The reason for this is (probably) enabling it to work with bigger input images.

I haven't tried to train my model with a bigger batch size yet but I think I will consider modifying the code for this.

One possible solution for fixing this problem is to modify the Image Pooling (image buffer) mechanism in CycleGAN. (See the details in CycleGAN paper, section 4. Implementation - Training details)
Specifically, CycleGAN/LeafGAN randomly selects 1 image stored in the buffer (by default, this buffer stores 50 images) and feeds it to the discriminator. I think if we can modify the code to randomly select N images (batch size) from the image buffer, then we can train with bigger batch size.

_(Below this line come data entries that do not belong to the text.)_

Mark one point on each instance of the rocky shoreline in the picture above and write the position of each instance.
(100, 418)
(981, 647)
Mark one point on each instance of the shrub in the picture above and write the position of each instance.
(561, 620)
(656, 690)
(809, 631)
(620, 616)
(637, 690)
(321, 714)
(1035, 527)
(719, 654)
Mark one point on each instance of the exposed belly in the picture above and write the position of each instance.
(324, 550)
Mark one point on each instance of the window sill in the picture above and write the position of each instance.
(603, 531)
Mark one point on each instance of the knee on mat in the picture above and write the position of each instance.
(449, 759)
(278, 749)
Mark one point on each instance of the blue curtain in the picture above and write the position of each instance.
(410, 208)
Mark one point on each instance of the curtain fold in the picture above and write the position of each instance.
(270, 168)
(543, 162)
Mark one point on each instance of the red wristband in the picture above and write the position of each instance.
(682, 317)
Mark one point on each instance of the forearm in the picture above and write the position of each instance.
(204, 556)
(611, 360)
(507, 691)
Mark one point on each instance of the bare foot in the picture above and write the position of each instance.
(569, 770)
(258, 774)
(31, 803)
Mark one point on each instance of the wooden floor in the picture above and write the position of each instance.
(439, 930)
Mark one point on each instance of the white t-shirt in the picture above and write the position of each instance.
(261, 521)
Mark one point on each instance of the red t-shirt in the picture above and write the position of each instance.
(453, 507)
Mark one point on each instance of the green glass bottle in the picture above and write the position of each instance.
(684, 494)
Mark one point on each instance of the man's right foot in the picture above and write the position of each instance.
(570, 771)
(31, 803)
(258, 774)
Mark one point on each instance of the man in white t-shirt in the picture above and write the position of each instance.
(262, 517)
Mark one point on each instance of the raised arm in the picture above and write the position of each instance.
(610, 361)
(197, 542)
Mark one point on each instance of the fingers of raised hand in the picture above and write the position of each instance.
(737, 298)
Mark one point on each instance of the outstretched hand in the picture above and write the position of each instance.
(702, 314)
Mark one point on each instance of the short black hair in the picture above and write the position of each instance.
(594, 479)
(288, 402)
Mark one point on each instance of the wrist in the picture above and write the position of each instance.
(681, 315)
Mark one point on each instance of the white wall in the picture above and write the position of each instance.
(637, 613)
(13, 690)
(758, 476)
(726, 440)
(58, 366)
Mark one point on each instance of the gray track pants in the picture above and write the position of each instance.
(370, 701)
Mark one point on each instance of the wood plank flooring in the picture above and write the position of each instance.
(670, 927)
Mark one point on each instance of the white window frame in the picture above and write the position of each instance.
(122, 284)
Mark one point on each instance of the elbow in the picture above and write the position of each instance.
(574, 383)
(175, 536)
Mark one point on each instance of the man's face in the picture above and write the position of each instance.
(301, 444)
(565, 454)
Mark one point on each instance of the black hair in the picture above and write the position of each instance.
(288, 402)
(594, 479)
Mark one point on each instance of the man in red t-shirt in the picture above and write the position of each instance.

Marco-Nguyen · Answer 2 · Fri Jan 14 2022 22:54:41 GMT+0800 (China Standard Time)

I have another question, @huuquan1994 and I don't want to raise another issue.
I have read some of the issues in CycleGAN, but I am still confusing about continue training.
Let assume that I trained the first 2 epochs by setting --niter 2 --niter_decay 0 (at the end of the process: saving the model at the end of epoch 2, iters 2800, End of epoch 2 / 2 Time Taken: 5338 sec). When I return to continue training, which value should I set for:

--epoch_count
--niter

provided that I save my model by setting --save_epoch_freq 1 --save_latest_freq 100.
Currently, I set --epoch_count 3 --niter 4 to train the next 2 epoch. Is this correct?

Also, at the end of the training, I receive the message: learning rate = 0.0000000, although I set --niter_decay 0. I understand the parameter as it takes 0 epoch to linearly decay the learning rate to 0, so it should not decay to 0 after the training. Please correct me if I am wrong.

Thanks in advance, have a nice weekend!

Huu Quan, CAP · Answer 3 · Thu Jan 27 2022 09:54:54 GMT+0800 (China Standard Time)

@Marco-Nguyen
Hey, sorry for my late reply!

As I understood, the total training epochs when you train your model will be equal to --niter + --niter_decay.
This means, after n_iter epoch it will linearly decay the learning rate for niter_decay epochs until it reaches 0.

The way CycleGAN update the learning rate is in this line of code here.
So, even you set the --niter_decay to 0 the learning rate by the end will become 0. (It depends on the learning policy you set. By default, it linearly decays).

When I resume training, I normally set the --continue_train --epoch_count XX to the command.
The --epoch_count XX tells the code to load and resume training from epoch XX. By default, the --epoch_count is set to the latest epoch.

Hope this helps!

I just found that I use the old version from the original CycleGAN repo (which has not so clear code meaning). I will update the code when I have time, but at the moment, it's no problem to use the current code.